115 S’agissant, en second lieu, de la question de savoir si, en ce qui concerne ces créances, la reconnaissance, dans l’État membre d’accueil, des effets des mesures d’assainissement adoptées à l’égard de BES, conformément à l’article 3, paragraphe 2, de la directive 2001/24, engendre une privation de propriété, au sens de l’article 17, paragraphe 1, deuxième phrase, de la Charte ou s’apparente à une réglementation relative à l’usage des biens, au sens de l’article 17, paragraphe 1, troisième
phrase, de la Charte, la Cour a jugé que l’adoption, par l’État membre d’origine, de ces mesures d’assainissement, qui prévoient notamment le transfert d’éléments d’actif d’un établissement de crédit à une banque-relais, constitue une réglementation de l’usage des biens, au sens de cette dernière disposition, susceptible de porter atteinte au droit de propriété des créanciers de cet établissement de crédit, tels que les détenteurs d’obligations, dont les créances n’ont pas été transférées à
cette banque-relais (voir, en ce sens, arrêt du 5 mai 2022, BPC Lux 2 e.a., C‑83/20, EU:C:2022:346, point 50).

116 La circonstance que les effets des mesures d’assainissement aient été rendus applicables dans l’État membre d’accueil, en vertu de l’obligation de reconnaissance mutuelle de ces mesures telle que cette obligation résulte de l’article 3, paragraphe 2, de la directive 2001/24, ne modifie pas cette analyse, ainsi que M. l’avocat général l’a relevé, en substance, au point 117 de ses conclusions.

117 Il reste à vérifier si, conformément à une lecture combinée de l’article 17, paragraphe 1, troisième phrase, et de l’article 52, paragraphe 1, de la Charte, les effets dans l’État membre d’accueil des mesures d’assainissement en vertu desquels les créances en cause au principal sont affectées au passif de BES Espagne sont prévus par la loi, respectent le contenu essentiel du droit de propriété et sont proportionnés, étant entendu que c’est au regard de l’intérêt général invoqué pour justifier de
telles mesures d’assainissement qu’il convient de veiller au respect du principe de proportionnalité prévu à l’article 52, paragraphe 1, de la Charte [voir, par analogie, arrêt du 21 mai 2019, Commission/Hongrie (Usufruits sur terres agricoles), C‑235/17, EU:C:2019:432, points 88 et 89].

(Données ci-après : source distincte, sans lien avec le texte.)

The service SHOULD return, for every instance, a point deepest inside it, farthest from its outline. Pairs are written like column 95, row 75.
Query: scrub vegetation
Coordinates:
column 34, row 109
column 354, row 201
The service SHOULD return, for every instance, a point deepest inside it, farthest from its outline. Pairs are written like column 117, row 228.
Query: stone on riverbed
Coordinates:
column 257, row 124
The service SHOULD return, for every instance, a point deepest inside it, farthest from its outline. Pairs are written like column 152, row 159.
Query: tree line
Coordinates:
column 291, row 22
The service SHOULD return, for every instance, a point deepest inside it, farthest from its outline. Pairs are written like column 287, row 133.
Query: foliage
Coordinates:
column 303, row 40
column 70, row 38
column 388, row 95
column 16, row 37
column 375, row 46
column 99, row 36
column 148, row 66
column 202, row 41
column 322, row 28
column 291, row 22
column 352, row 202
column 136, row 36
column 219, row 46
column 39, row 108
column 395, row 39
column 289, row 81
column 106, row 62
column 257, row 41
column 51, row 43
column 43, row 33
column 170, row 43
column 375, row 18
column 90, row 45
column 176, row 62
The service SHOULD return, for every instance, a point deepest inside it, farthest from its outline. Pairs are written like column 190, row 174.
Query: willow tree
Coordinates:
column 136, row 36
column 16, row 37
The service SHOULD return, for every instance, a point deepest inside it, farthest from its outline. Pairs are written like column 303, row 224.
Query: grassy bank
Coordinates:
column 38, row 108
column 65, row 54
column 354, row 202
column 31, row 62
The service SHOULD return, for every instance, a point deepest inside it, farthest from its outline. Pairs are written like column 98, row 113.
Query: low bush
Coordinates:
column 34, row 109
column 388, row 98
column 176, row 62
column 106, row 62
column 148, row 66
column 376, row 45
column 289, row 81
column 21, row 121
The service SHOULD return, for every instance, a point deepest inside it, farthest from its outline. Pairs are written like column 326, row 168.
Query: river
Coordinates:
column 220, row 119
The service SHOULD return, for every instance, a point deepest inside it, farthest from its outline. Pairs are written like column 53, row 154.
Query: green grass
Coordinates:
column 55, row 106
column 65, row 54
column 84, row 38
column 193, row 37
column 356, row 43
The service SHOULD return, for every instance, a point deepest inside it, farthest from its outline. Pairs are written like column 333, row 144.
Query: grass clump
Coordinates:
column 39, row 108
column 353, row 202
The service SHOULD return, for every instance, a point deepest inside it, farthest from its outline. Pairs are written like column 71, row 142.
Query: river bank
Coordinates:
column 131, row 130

118 En l’occurrence, tout d’abord, les limitations aux droits des créanciers de l’établissement de crédit que comportent les mesures d’assainissement concernées ainsi que la reconnaissance de leurs effets dans l’État membre d’accueil découlent tant des dispositions de la directive 2001/24 que de la législation nationale transposant cette directive, que ce soit au Portugal par le RGICSF sur la base duquel ces mesures ont été adoptées ou que ce soit en Espagne par la loi 6/2005, en vertu de laquelle
les effets desdites mesures ont été reconnus dans cet État membre. Par ailleurs, s’il est vrai que, s’agissant de la créance en cause au principal dans l’affaire C‑500/22 dont BES a été dessaisie en vertu de la décision du mois d’août 2014, cette créance a de nouveau été transmise, avec effet rétroactif, au passif de BES en vertu des décisions du 29 décembre 2015, il apparaît que la possibilité d’une modification, avec effet rétroactif, des mêmes mesures a été spécifiquement prévue non seulement
par les dispositions pertinentes du RGICSF, mais également dans la décision du mois d’août 2014, sans que, conformément à la jurisprudence, la directive 2001/24 fasse obstacle à une telle modification par l’État membre d’origine (voir, en ce sens, arrêt du 29 avril 2021, Banco de Portugal e.a., C‑504/19, EU:C:2021:335, point 61 ainsi que jurisprudence citée). Il s’ensuit que les limitations aux droits des créanciers de l’établissement de crédit concerné sont prévues par la loi, au sens de
l’article 52, paragraphe 1, de la Charte.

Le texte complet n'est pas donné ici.